3. A process for the preparation of the functionalized silica according to claim 1, comprising spraying a silica optionally first with water or dilute acid and then with a surface modification reagent or a mixture of surface modification reagents in a mixing vessel, with intensive mixing, optionally re-mixing said silica for 15 to 30 minutes and heating at a temperature of 100 to 400° C. over a period of 1 to 6 h.
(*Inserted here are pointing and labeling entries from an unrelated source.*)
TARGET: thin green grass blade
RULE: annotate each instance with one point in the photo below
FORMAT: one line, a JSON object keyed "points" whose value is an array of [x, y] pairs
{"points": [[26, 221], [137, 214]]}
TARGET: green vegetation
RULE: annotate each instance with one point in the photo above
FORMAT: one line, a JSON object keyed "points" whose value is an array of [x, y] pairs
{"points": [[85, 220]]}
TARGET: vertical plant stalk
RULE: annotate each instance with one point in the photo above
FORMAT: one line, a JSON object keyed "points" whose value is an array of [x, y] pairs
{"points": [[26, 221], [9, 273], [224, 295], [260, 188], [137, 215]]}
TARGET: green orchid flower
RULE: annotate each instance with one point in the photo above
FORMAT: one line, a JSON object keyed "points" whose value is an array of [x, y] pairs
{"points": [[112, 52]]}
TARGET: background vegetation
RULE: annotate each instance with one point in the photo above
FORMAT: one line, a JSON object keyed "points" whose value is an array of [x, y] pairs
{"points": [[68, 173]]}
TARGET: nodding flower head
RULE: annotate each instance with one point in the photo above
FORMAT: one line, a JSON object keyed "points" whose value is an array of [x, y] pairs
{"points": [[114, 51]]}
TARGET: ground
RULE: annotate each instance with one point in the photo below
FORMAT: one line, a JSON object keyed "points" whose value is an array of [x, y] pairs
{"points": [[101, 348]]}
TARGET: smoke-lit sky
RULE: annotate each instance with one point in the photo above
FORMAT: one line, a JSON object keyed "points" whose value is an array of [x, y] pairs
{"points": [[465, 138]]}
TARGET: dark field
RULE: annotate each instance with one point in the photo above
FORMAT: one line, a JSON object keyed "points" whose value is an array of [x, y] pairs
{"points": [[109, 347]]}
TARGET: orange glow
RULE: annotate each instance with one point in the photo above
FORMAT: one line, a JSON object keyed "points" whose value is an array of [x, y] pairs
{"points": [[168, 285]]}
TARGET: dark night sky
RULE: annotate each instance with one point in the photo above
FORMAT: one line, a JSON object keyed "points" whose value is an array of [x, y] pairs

4. The process according to claim 3 wherein the surface modification agent is a member selected from the group consisting of 3-methacryltrialkoxysilane, glycidylotrialkoxysilane and mixtures thereof.

5. A surface coating with a coating containing the functionalized silica according to claim 1.

6. A coating composition comprising the functionalized silica of claim 1 and a solvent.

7. A coating composition for preparing a scratch resistant coating on a surface, comprising the functionalized silica according to claim 1 and a polyurethane.